Four of Swords’ incredible interpretation of Frankenstein is, in a phrase, absolutely chilling. The atmosphere, the use of sound, the lighting: all are designed to keep the audience waiting with bated breath. Its ambience and tone makes for a terrifying interactive experience, as the audience bears witness to the terrible effects of Victor Frankenstein’s (played by Emerson Pike) morbid study into the nature of mankind. The intimidating presence of the Creature (Philip Kingslan John), however, is one of the most unique presentations seen in a production of the tale of Frankenstein.

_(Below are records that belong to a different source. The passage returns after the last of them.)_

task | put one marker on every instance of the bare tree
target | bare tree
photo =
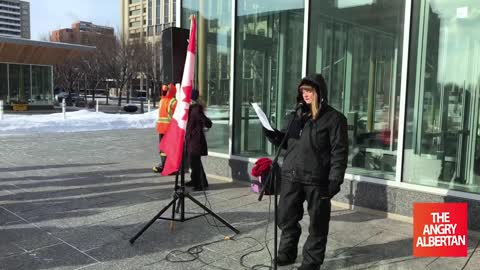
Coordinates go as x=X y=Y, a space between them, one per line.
x=67 y=74
x=150 y=66
x=93 y=65
x=118 y=64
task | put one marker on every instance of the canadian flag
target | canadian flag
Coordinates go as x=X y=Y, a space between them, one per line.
x=172 y=142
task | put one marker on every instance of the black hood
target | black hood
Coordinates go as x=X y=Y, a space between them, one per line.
x=316 y=81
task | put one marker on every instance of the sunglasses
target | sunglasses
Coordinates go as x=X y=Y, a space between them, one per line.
x=306 y=88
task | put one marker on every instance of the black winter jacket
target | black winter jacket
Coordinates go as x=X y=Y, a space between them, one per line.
x=316 y=151
x=195 y=136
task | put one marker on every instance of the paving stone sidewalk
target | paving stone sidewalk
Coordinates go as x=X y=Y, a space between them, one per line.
x=73 y=200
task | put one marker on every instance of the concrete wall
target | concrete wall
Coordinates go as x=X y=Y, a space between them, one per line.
x=391 y=200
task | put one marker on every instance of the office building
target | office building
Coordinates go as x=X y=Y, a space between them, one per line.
x=147 y=18
x=26 y=69
x=15 y=18
x=84 y=33
x=406 y=74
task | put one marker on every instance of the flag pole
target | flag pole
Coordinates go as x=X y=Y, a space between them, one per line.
x=174 y=138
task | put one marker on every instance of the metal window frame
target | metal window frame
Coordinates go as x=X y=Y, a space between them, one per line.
x=407 y=25
x=232 y=77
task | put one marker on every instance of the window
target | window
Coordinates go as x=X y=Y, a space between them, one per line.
x=135 y=24
x=136 y=12
x=213 y=86
x=358 y=49
x=42 y=85
x=3 y=82
x=149 y=12
x=19 y=79
x=268 y=67
x=166 y=11
x=157 y=14
x=442 y=136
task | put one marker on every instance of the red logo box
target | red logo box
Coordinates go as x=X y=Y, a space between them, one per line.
x=440 y=230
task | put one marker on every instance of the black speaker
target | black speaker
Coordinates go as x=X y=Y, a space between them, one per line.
x=174 y=42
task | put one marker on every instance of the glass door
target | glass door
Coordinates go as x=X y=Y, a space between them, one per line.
x=267 y=69
x=442 y=145
x=359 y=64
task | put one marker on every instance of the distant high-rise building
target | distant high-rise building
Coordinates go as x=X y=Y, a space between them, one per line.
x=84 y=33
x=146 y=18
x=15 y=18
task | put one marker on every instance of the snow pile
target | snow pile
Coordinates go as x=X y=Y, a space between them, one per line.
x=83 y=120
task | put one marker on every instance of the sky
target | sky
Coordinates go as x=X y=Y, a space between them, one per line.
x=49 y=15
x=84 y=120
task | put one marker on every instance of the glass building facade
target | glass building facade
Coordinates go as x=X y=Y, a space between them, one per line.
x=405 y=73
x=31 y=84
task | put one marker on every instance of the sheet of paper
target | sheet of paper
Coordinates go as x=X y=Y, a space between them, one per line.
x=261 y=115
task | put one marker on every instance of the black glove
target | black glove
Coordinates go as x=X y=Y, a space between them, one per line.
x=333 y=188
x=275 y=136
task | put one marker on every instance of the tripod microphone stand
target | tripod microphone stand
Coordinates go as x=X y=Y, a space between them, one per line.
x=179 y=195
x=272 y=179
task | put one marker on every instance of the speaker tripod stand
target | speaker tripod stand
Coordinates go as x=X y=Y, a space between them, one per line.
x=178 y=205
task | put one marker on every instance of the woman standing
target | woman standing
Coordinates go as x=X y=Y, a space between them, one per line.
x=196 y=143
x=313 y=169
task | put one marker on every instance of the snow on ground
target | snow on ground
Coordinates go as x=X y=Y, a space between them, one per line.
x=83 y=120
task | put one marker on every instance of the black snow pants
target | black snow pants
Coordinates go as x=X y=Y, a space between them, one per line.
x=292 y=196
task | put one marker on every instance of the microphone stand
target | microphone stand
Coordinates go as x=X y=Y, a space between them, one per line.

The Creature’s return from death is horrifying to observe, as is his reaction to Frankenstein, and vice versa. The atmosphere of the scene is so tense and personal, it feels as though the audience is intruding on the very thoughts of Victor, or even the Creature, himself. The following scenes feel just as, if not more, intrusive, as Frankenstein is forced to face the consequences of his experiment, and his reaction to this same being. The audience does not only have compassion for the Creature: they are forced to acknowledge and understand the wrongdoings of both sides of the war between creator and creation. By the end of the performance, a question of morality and how far one might be expected to go to exact revenge is trapped in the mind of each and every audience member – a question which may never have an answer.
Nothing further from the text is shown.